Food For Economic Thought

 

Turning to the International Monetary Fund (IMF) for a bailout as we are about to do for the seventeenth time has been a feature of successive governments in the country.

None of them has, however, it would appear, attracted such a wide platform of discourse as the current one the reason being the propaganda foisted around it by the opposition National Democratic Congress (NDC) as they try abortively to associate it with a failure on the part of the government. How nonsensical that is!

To reduce the economic turmoil the country and indeed the rest of the world is grappling with to the level of street politics is to stay the least melancholic. Is that how low we have come in local politics?

For a government with a relatively better governance and economic management pedigree the NDC is merely making unnecessary hullabaloo about nothing.

Just as the leadership of the opposition NDC are clapping their hands for the de ja vu situation they are deliberately distorting the circumstances which led Ghana to join the hundreds of countries on the list of bailout seekers today.

Let it be known even as the IMF team has observed also that the latest bout of bailout application by Ghana has been prompted by the disturbing economic turbulence across the world.
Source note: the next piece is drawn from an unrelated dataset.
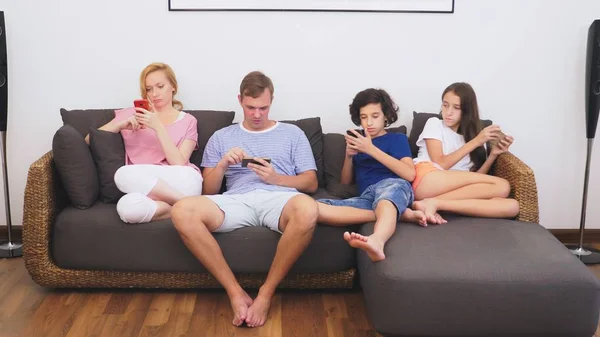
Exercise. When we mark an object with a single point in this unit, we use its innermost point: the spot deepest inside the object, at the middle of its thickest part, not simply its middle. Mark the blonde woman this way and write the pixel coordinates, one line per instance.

Only hypocrites will ignore the extent of devastation on the world economy by post COVID-19 pandemic circumstances and now the raging hostilities between Russia and Ukraine. We should not forget the fallouts from sanctions and counteractions by the West and the Russia.

While the foregone are indisputable it is our stance that we are guided by Vice President Mahamudu Bawumia’s observation that successive governments’ resort to the IMF has not remedied the underlying factors which occasioned the quest for the Fund’s hands.

Even as we wait for the bailout to correct the challenges foisted upon us by tough times we must resolve to embark on an unusual fiscal discipline to avoid what befell previous governments.

We can improve our debt situation, balance of payments and the other factors which always rear their heads even as we seek to steer away from them through fiscal discipline.

Even as the current administration’s predicament is predicated upon circumstances as noted in earlier paragraphs, different from previous ones, sufficient efforts must nonetheless be mustered as the Vice President observed to ensure that discipline in all facets of governance is upheld as a matter of policy.

Accessing the international capital market, repairing the balance of payments situation to bridge the financing gap and to stabilize the economy after the devastating fallouts of the pandemic is a helluva of a hassle which requires discipline with the political leadership especially leading the charge.

Considering what the country has gone through in the past few yet hectic months we cannot afford to ride on the same tangent as did in the previous 16 IMF bailouts.

This time we must consider breaking the cycle even the circumstances prompting the current ones differ.